I don’t think many people are even aware that our recreational fishery around here is dependent on habitat like this. Imagine how much more could be conserved and enhanced with a little care and attention.
Care and attention was required on April 8th at 4:48 p.m. when a sailor called the Canadian Coast Guard over marine radio and notified them that oil was leaking from the MV Marathassa in Vancouver’s English Bay. It took five hours for the industry-funded Western Canada Marine Response Corporation (majority owned by Kinder Morgan) to arrive on the scene, and 12 hours for the first boom to be deployed. The incident command was a disaster, and with the Coast Guard’s own spill response vessel sitting up on blocks in a closed station, it was without doubt vindication of what anyone who has any common sense had been saying for the past two years: Coast Guard cuts are reckless and will cost us more in the long run.

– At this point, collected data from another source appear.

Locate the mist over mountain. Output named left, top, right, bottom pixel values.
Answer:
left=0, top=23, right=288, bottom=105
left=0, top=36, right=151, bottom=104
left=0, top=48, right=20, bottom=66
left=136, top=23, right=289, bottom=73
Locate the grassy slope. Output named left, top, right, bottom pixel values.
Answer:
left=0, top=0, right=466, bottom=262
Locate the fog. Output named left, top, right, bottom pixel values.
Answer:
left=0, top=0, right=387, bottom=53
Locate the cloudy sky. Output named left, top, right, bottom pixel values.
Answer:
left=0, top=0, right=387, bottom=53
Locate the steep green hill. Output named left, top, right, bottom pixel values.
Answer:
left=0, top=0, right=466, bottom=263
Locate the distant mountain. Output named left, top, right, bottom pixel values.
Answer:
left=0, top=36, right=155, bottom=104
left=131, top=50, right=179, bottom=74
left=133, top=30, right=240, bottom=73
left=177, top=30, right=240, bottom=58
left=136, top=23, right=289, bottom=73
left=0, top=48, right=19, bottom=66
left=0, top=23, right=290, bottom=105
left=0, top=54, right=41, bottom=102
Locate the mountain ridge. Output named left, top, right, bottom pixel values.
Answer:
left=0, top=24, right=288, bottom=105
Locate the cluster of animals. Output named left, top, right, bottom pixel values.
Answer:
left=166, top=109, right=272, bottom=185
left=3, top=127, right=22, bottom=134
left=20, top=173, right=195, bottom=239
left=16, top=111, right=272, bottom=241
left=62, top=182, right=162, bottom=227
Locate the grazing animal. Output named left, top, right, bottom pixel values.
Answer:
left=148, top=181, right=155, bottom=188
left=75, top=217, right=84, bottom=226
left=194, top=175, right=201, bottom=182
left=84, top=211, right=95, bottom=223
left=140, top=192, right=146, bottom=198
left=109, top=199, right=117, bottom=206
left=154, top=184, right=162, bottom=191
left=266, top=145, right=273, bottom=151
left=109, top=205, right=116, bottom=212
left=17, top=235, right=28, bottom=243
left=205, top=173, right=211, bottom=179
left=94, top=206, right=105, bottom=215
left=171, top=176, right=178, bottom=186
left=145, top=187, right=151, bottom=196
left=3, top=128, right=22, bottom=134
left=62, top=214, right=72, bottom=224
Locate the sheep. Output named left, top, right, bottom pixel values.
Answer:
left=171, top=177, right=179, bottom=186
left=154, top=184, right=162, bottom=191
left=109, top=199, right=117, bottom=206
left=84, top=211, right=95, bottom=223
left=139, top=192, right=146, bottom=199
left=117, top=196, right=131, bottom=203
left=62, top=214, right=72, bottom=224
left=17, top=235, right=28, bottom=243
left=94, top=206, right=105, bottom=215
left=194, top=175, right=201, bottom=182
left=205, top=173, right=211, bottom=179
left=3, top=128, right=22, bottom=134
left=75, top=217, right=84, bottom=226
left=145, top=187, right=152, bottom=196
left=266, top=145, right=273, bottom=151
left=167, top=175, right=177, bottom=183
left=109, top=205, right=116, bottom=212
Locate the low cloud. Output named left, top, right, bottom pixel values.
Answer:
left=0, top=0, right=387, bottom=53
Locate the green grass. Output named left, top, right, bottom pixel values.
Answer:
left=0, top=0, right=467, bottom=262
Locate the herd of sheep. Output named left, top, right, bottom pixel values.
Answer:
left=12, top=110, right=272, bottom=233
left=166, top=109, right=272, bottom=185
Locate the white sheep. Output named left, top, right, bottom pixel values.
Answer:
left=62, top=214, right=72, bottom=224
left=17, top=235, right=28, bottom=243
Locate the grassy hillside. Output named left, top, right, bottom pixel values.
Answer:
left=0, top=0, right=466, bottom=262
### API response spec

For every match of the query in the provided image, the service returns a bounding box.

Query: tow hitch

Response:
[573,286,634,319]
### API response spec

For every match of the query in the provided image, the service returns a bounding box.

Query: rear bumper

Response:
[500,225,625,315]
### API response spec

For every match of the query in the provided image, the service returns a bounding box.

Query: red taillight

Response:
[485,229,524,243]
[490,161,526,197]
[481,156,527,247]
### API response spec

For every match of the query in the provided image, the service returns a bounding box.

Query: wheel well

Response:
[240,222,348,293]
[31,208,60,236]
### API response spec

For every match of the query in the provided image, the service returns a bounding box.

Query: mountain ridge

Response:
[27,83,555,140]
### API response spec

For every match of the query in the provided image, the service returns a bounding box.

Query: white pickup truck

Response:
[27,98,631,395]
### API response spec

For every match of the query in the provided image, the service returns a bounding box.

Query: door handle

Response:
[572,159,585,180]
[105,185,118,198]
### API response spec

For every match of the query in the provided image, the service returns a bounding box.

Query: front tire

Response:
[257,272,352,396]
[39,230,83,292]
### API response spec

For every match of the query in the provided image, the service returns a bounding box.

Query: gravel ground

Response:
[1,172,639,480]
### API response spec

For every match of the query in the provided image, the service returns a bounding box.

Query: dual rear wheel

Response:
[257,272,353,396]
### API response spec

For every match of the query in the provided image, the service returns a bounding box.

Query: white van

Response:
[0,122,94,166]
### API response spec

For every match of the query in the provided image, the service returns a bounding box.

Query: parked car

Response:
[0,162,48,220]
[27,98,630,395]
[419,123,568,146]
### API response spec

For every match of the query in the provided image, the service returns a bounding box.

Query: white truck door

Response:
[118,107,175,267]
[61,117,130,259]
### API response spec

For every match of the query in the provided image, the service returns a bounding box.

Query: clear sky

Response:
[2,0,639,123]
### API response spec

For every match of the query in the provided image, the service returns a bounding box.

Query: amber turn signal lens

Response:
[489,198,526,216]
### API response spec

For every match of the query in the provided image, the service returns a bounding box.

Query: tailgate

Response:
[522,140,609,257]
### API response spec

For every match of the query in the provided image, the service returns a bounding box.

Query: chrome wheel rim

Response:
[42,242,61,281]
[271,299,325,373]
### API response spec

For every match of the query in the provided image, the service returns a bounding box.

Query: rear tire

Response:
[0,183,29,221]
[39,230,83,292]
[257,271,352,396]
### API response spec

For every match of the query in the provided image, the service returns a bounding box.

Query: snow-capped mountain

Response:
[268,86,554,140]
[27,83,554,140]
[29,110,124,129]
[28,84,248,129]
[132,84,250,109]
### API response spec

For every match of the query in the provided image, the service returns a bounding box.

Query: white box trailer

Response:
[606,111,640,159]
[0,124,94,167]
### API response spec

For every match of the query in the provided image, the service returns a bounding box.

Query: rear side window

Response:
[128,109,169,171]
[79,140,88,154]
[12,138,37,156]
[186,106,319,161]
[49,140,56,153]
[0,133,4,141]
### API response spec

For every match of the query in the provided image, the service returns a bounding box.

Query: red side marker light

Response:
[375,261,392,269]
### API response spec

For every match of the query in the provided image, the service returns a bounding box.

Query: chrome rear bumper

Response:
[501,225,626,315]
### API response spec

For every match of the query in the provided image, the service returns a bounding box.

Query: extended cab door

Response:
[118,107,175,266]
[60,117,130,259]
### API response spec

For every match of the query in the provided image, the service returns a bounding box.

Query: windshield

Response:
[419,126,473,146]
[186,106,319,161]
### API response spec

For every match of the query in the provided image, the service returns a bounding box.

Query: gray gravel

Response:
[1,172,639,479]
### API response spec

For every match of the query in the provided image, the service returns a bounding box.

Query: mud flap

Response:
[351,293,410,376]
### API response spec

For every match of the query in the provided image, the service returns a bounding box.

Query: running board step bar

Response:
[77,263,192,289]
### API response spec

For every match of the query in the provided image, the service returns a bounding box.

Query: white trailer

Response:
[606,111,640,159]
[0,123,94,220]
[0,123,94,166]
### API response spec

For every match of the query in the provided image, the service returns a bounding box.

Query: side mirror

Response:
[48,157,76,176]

The Harper Conservative government now has a real problem. Oil revenues have dried up and year-over-year employment growth in Canada has been below one per cent for 15 months in a row – the longest stretch ever recorded outside of recessions. The only reason the budget was balanced was because Ottawa raided the contingency fund and sold its share in General Motors. With no revenue to fix the problems created by their cuts and no good economic news to share, MP John Duncan is forced to spend your money promoting the government’s tax schemes that benefit the well off. Sure, they threw some bones to the search and rescue folks, and it’s great that the price of gas is low. Unless you are an oil company on the receiving end of record subsidies, you likely won’t even notice.
I am grateful, and you reading this at home should be proud, that there are retirees out every three days checking their smolt traps. I don’t know how any of them vote, but to me they are the symbol of true conservatives: the type of people who will step up and help mariners in distress, or veterans in food bank lineups. So, next time you are heading out on your boat, and you put 60 bucks in the tank, maybe think about sending $5 to the Comox Valley Fish and Game club in an envelope marked “For Conservation”. Without these people, the habitat they fight to hang on to – which Stephen Harper’s oil export dreams implicitly threaten – will decline. The Harper Conservatives have left the building in the Comox Valley. When you cast your ballot his fall, think about whether your MP can still call himself a conservative, think about how much you value this place and ask yourself if your tax break this year was worth it.